As I approached the first huddle at the onset of the second half, some heckler from the Dorchester stands shouted out a fairly lewd comment about my “mama,” and hundreds of people laughed. I clenched my jaw and my hands curled into fists. Little did this guy know the pain I was about to unleash on his team. In the next two quarters—one if I had my way—he and all his friends were going to watch Dorchester’s lead evaporate. It was time for me to earn back a little bit of dignity here.
“All right guys! Huddle up!” I shouted.
We came together on the fifteen yard line, and I looked around at the faces of my teammates and friends. Their energy and desperation were palpable. All they needed was for me to be the leader I had always been for them, but I could tell that just then, some of them doubted that I could still do that. I swallowed hard, knowing that nothing could negate what I had done in the first half. But at the very least, I could try to make it up to them.
“Listen up, you guys, I know the first half sucked . . . well I sucked. I made innumerable mistakes, but I’m putting that all behind me now, and you guys need to do the same,” I said firmly. “These guys are not that formidable. We can take them.”
My confidence was contagious. I felt the adrenaline starting to course through the air as they murmured their assent.
“Yeah!” they all cheered through their teeth.
“Okay, I say we get out there and take it right to them,” I said. “Let’s go for the end zone right now, on the first play.”
A few of the guys clearly loved this idea, but Daryl’s brows came together beneath his helmet.
“Is that the play Coach called?” he asked.

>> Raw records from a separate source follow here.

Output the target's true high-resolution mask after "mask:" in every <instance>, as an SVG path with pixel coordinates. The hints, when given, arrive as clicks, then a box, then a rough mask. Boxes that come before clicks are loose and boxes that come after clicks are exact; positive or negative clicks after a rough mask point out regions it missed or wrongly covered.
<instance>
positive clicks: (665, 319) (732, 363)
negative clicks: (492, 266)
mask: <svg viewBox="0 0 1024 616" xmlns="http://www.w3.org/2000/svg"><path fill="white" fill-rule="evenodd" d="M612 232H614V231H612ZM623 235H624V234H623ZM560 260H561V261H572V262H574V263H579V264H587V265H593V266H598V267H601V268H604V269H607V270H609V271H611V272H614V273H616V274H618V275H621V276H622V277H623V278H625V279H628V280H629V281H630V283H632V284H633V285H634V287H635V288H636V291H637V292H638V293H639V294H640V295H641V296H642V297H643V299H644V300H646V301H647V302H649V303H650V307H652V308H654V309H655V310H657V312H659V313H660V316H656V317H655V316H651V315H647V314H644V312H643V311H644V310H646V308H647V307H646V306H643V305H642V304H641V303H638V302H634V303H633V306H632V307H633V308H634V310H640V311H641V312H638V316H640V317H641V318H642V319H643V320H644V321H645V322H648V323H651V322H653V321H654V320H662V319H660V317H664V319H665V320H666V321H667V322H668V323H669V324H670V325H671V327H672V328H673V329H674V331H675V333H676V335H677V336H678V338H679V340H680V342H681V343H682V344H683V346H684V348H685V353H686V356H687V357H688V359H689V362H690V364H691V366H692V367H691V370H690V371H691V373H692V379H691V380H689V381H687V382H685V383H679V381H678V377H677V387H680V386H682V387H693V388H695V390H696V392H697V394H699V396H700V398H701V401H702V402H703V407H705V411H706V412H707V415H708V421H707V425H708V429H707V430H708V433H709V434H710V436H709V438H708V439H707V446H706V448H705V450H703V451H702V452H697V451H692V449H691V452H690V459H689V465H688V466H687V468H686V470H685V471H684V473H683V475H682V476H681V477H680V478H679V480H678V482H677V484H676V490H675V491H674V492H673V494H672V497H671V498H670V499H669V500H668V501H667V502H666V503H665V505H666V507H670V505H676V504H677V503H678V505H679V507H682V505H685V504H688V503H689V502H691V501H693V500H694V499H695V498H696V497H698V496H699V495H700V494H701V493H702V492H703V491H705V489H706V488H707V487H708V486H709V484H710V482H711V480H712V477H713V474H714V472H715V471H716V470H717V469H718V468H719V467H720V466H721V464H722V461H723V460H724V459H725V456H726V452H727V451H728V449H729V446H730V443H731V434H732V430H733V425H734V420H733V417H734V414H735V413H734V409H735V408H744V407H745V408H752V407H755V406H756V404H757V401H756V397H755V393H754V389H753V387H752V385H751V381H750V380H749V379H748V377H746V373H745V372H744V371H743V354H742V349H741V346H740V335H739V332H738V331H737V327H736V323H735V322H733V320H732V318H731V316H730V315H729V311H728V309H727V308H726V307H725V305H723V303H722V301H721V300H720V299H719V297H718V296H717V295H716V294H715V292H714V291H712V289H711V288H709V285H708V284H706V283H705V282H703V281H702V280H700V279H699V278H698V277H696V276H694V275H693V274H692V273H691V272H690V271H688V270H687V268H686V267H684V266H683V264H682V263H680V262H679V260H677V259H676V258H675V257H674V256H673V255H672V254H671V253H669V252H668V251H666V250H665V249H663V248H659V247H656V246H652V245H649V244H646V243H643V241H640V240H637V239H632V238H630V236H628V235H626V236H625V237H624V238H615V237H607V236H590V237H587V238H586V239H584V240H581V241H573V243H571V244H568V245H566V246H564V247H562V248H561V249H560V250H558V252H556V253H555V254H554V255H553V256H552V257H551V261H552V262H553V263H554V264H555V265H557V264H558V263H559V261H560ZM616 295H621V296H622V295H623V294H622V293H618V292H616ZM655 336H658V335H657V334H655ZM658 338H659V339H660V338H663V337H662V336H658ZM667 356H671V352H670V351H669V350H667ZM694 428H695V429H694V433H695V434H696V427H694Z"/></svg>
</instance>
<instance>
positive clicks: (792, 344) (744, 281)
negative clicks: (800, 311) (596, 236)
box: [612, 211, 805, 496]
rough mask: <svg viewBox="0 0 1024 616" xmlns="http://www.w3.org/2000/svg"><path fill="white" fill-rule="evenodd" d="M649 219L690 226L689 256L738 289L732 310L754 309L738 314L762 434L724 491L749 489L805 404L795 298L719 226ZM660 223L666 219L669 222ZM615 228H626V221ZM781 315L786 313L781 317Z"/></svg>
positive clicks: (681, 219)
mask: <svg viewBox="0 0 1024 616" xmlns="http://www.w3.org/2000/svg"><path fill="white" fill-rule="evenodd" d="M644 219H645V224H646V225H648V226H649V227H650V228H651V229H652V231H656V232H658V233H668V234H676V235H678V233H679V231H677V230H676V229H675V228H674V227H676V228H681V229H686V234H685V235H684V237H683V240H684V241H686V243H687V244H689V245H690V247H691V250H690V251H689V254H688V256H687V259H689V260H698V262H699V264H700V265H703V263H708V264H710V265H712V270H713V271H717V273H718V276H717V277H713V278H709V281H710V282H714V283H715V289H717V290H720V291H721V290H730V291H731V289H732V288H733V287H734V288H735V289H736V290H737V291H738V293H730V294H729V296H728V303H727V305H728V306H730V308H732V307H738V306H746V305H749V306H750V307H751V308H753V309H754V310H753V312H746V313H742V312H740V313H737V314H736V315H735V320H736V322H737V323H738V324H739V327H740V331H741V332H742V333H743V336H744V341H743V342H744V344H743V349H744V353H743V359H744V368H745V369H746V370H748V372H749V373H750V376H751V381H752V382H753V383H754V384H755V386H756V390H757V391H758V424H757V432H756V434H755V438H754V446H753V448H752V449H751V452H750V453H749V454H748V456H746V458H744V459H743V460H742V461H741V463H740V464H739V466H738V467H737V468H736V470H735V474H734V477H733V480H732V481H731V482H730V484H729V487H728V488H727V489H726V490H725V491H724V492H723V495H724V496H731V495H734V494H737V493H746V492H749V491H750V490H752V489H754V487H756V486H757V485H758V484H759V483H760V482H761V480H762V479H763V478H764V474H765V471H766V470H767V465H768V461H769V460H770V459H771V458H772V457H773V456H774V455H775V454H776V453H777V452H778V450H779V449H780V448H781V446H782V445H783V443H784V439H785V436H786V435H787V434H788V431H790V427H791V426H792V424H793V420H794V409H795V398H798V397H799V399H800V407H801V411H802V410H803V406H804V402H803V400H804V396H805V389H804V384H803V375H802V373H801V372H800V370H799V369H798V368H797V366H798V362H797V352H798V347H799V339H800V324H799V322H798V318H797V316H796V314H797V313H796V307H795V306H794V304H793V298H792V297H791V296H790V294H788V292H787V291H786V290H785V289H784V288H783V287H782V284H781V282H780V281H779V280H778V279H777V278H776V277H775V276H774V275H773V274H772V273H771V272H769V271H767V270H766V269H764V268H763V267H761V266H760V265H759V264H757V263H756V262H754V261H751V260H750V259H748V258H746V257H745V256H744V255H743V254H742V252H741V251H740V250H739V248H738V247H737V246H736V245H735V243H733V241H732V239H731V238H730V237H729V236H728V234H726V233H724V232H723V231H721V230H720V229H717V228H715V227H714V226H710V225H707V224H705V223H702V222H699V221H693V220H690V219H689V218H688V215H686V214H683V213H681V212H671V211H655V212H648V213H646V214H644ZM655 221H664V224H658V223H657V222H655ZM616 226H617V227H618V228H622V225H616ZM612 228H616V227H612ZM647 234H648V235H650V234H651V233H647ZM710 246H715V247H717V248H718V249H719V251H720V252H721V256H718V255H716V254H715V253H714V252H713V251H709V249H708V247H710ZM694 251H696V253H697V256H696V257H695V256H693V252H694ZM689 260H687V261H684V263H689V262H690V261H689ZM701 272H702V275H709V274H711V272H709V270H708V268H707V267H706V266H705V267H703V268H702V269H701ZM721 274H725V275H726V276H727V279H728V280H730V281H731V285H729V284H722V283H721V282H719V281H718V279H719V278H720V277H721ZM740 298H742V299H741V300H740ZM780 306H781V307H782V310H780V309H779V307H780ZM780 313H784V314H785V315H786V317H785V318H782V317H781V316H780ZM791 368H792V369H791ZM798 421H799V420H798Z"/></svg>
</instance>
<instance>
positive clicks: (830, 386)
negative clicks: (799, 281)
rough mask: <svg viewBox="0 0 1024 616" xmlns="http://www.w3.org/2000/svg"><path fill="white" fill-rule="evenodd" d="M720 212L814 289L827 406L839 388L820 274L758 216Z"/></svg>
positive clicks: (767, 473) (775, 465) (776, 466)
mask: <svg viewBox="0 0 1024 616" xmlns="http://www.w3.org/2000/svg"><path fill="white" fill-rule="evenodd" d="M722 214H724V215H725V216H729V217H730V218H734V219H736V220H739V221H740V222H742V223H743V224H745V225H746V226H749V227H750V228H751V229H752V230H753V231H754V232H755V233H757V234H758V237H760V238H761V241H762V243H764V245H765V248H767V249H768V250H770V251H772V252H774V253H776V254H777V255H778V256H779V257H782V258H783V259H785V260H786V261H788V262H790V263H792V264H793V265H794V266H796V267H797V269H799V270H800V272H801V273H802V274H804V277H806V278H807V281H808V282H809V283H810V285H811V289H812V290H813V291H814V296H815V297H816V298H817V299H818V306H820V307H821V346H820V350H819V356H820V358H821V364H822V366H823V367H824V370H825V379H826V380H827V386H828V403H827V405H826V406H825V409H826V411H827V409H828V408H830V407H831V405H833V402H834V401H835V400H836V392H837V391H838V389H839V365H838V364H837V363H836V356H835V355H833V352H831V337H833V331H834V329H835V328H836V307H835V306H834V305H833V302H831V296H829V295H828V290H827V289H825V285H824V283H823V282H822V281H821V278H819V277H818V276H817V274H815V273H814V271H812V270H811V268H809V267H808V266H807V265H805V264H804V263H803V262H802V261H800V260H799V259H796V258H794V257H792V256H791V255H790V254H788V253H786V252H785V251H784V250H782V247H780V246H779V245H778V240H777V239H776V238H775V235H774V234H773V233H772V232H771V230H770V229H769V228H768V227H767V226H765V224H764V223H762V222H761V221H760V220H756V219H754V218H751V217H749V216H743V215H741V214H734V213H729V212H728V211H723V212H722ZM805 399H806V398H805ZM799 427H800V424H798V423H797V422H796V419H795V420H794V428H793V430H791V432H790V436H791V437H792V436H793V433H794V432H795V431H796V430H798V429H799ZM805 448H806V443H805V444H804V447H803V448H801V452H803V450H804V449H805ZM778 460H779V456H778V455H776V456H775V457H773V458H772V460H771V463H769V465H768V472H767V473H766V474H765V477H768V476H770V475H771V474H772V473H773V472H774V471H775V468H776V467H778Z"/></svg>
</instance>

Valid question, considering I had been warned, quite sternly, not to counteract Coach’s orders. Everyone looked at me quizzically, and I knew that it was time to take charge of this team again. I had to be intransigent in my beliefs and in my game play, or they weren’t going to trust me. If my team couldn’t trust me, their quarterback, that would be our ultimate downfall.
“No, it’s not,” I said flatly. “But out here, I’m in charge, right?”
“Right!” they all chorused.
“Right,” Daryl said again, nodding.
“Good. We’re going with four wide receivers. D, you’re my number-one man, but if you can’t get open, I’m going with you, Kyle,” I said. “Curtis, I need you on Trung, too. Double-team that bastard, okay?”
“You got it, Mikey,” Curtis said.
“Good. You guys hold the line, and I’ll put it in the end zone,” I said. “Now let’s do this.”
The ref blew the whistle, and we broke from the huddle. I was about to change the course of this game from one that would go down in infamy to one that the Hillside fans would take pride in forever. My confidence and determination were intemperate. I was going to demean these Dorchester suckers, the way I had allowed them to do to me in the first half. Maybe even worse.
“What are you doing? Riley! What the hell are you doing?!” Coach screamed, mystified by our four–wide-out formation. He had, after all, called a conservative run play. Meanwhile, the Dorchester defense was scrambling, trying to figure out how to cover a formation they had never seen from us before.
“Cover that guy! Cover him!” I heard one of the linemen shout.
I grinned. This was going to be too easy.
“Hike!” I shouted.
Everyone ran. The linemen clashed and our front four demolished their guys, giving me plenty of time.
“Riley! Riley! Throw the damn ball!” Coach shouted in desperation.
Not yet, coach, I thought, hearing nothing but my own breath, the grunts of the offensive line, my heart pounding in my ears.
Daryl was covered deep by the cornerback. The guy was all over him. My gaze shifted left, and I saw Kyle shake his defender with a sick stutter step. The guy hit the dirt and Kyle raised his arm. I pulled back, held my breath, and let the ball fly. There was a collective gasp in the stands as the ball soared through the air. Time stood still. Everyone turned to watch, and just like that the ball landed perfectly in Kyle’s outstretched arms, right on the twenty-yard line.
Our stands exploded with uninhibited merriment.
“Go!” I shouted. “Go!”
Kyle took off, firing on all engines for the end zone.
“He’s at the ten! The five! The one! Touchdown, Cardinals!” the announcer cried into his microphone.
I thrust my arms into the air in ecstasy as the screams of the reveling crowd surrounded me. Touchdown on the first play from scrimmage. That would show these guys who they were dealing with. I glanced at the clock as the team ran back to crowd me. Only fifteen seconds had ticked off, and we had cut their lead in half. Fairly efficient play, if you asked me.
I saw Kyle running toward me and I hugged him, lifting him off the ground. The crowd went berserk.
“We’re gonna crush these guys!” I shouted.
“Yeah, baby!” Kyle shouted back.
And with that we jogged off the field toward our coach who, for all his lectures about obeying his orders, was grinning like he’d just won the Super Bowl.